Pavlov saw it before anyone else: this is how emotions kidnap us | Health and well-being

For most people, the idea of ​​a conditioned reflex does not usually go much further than the evocation of Pavlov’s dog salivating at the sound of the bell announcing the imminent arrival of food. But, far from what may seem like a simple laboratory anecdote, Ivan Pavlov immediately understood, as great scientists usually do when faced with their discoveries, the relevance of these reflections in people’s lives. This was to the point that the significance that the Russian scientist attributed to his discovery made him surprisingly change his planned speech on digestion (a topic for which he was later awarded the Nobel Prize) at the International Congress of Medicine in Madrid in 1903 to give account of his recent discovery. In the end, he explained, for the first time before a scientific audience, conditioned reflexes or psychic secretions, as he called them then.

Humans react emotionally, with positive or negative feelings, to names or images of people, places or things that we are not necessarily familiar with, without often knowing or understanding why.

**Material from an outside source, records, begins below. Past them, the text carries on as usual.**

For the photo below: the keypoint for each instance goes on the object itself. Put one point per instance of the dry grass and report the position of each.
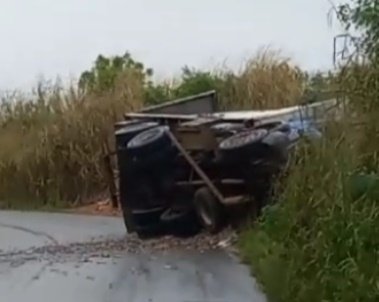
(51, 143)
(268, 80)
(319, 243)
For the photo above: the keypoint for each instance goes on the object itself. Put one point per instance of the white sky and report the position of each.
(63, 37)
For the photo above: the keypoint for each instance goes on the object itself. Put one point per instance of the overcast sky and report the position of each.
(63, 37)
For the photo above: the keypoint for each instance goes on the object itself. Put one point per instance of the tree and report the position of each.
(363, 16)
(103, 75)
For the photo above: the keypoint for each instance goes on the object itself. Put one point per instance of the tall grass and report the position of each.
(266, 80)
(51, 143)
(320, 241)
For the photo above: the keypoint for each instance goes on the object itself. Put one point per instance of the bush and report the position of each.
(53, 142)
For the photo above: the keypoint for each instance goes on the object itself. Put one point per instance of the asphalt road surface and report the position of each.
(49, 257)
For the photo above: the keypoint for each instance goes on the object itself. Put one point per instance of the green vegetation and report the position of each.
(53, 142)
(320, 241)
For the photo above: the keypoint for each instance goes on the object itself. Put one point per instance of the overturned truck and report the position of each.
(183, 165)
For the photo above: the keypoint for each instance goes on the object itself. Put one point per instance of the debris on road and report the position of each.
(110, 248)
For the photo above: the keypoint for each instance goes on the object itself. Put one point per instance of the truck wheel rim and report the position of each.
(205, 215)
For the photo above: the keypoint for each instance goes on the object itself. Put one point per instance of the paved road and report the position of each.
(32, 270)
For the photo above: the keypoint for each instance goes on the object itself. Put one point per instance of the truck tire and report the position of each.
(243, 145)
(125, 134)
(209, 211)
(149, 142)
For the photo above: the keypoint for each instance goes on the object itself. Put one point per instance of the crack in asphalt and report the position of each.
(30, 231)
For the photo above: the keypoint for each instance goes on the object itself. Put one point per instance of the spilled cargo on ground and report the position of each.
(184, 166)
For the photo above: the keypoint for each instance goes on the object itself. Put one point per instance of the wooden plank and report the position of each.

Whoever feels animosity or affection towards a certain person, such as a politician or an athlete, or towards a means of communication, a melody, a work of art or a specific city or place, will not always be able to explain why, that is, You will not always be able to provide logical and convincing reasons for those emotions raised. But, Pavlov’s dog salivating, these emotions are transcendent because they are stimuli or conditioned reflexes that hijack our behavior, preventing us from acting against them.

Neuroscience has discovered the mechanisms that make conditioned reflexes possible, also called classical or Pavlovian conditioning, which has been especially studied by the American researcher Joseph LeDoux in the laboratory rat. In their basic experiment, an acoustic tone is played immediately before the animal receives a small electric shock in its paws through the bars that form the floor of its cage. If this tone-shock sequence is repeated several times, the rat ends up associating the tone with the shock and as soon as it hears it it remains motionless, frozen, that is, it learns that the tone indicates the imminent arrival of the electric shock to its legs and then you feel fear, a form of emotional memory. The tone, which is initially a neutral stimulus, thus becomes a conditioned stimulus, capable of inducing fear in the rat even when it is not followed by the electric shock.

The changes caused by this fear learning take place in the amygdala, a structure in the temporal lobe of the mammalian brain. It contains the neurons where the information about the tone converges with the information about the electric shock. When this convergence occurs repeatedly, the synapses or connections of these neurons are enhanced and therefore increase their capacity to activate new neurons also in the amygdala, which are the ones that, acting on other parts of the brain, generate the fear response, that is, the immobility of the animal, the increase in its heart rate and the release into the blood from its adrenal glands of hormones such as adrenaline and corticosterone. This set of behavioral and physiological responses also act simultaneously on the animal’s cerebral cortex, generating or enhancing a concomitant feeling of fear supposedly similar to what humans experience in equivalent situations.

This mechanism, universal in mammals, explains that people can have emotional responses of fear when a dangerous situation, real or imagined, such as the accident of the vehicle in which we travel, the loss of a job or a romantic breakup is associated with the cerebral amygdala to the people or the place where those events occurred. In this way, an emotional memory is formed that will cause those stimuli, such as associated people or places, to arouse fear or animosity in the future when we imagine them again or appear in our presence, without necessarily being experiencing the original negative situation. This conditioned emotion, which can also occur in relation to positive events or circumstances, is what hijacks our behavior, making us reject or distance ourselves from the people or places involved in the original negative conditioning. Pavlov saw it before anyone else.

gray matter It is a space that tries to explain, in an accessible way, how the brain creates the mind and controls behavior. The senses, motivations and feelings, sleep, learning and memory, language and consciousness, as well as their main disorders, will be analyzed in the conviction that knowing how they work is equivalent to knowing ourselves better and increasing our well-being and relationships with other people.